Moreover, in the line of Magnelis products there is a drug Magnelis Express Calm, which in addition to magnesium contains extracts of hops, valerian, passionflower and folic acid. It has a more pronounced calming effect and helps regulate sleep and wakefulness. In turn, Magne B6 has a solution form that can be given to children from 1 year of age in the presence of hypertension, increased excitability and nervous tension during the adaptation period. Magnelis is acceptable for use by children over 6 years of age. However, before using magnesium in children, you should consult a specialist.

Both drugs in tablet form should be used with caution if you have diabetes, since the tablet shells contain sugar.

When are magnesium supplements prescribed?

• when restoring the nervous system, in the event of any, even seemingly minor, disorders, ranging from mild irritability to severe forms of vegetative-vascular dystonia and cardioneurosis.

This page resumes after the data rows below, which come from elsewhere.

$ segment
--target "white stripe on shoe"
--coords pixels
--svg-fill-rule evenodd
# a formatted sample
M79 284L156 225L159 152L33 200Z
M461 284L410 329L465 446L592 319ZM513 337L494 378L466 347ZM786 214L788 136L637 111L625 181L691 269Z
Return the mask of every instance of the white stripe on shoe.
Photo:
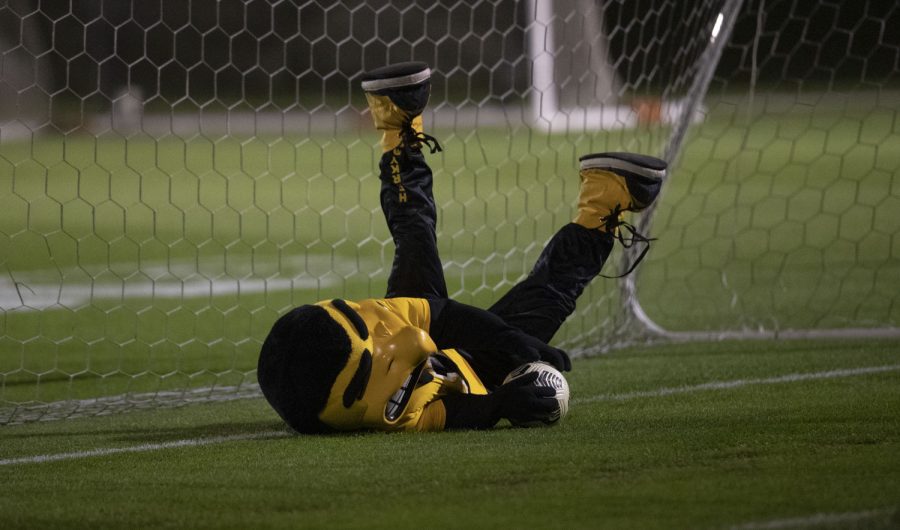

• to normalize blood pressure in hypertension.
• to eliminate heart pain and heart rhythm disturbances. If the cause of heart ailments lies not in a functional disorder, but in a serious heart disease, then the supplement is prescribed in combination with other medications.
• for the treatment of muscle cramps, including in children
• with poor and imaginative nutrition, diets, increased physical activity.

Benefits of magnesium

1. Helps absorb calcium, activates vitamin D in the kidneys, which is necessary for the health of the skeletal system.
2. Metabolizes carbohydrates and glucose, therefore reduces the risk of type 2 diabetes.
3. Reduces fat deposits on artery walls, reduces the risk of coronary artery calcification.
4. Magnesium therapy reduces the likelihood of developing migraines.
5. Reduces premenstrual symptoms.
6. Promotes weight loss due to its influence on hormonal levels and its participation in the synthesis of female hormones.
7. The presence of magnesium in the body can change the types of bacteria present in the intestines.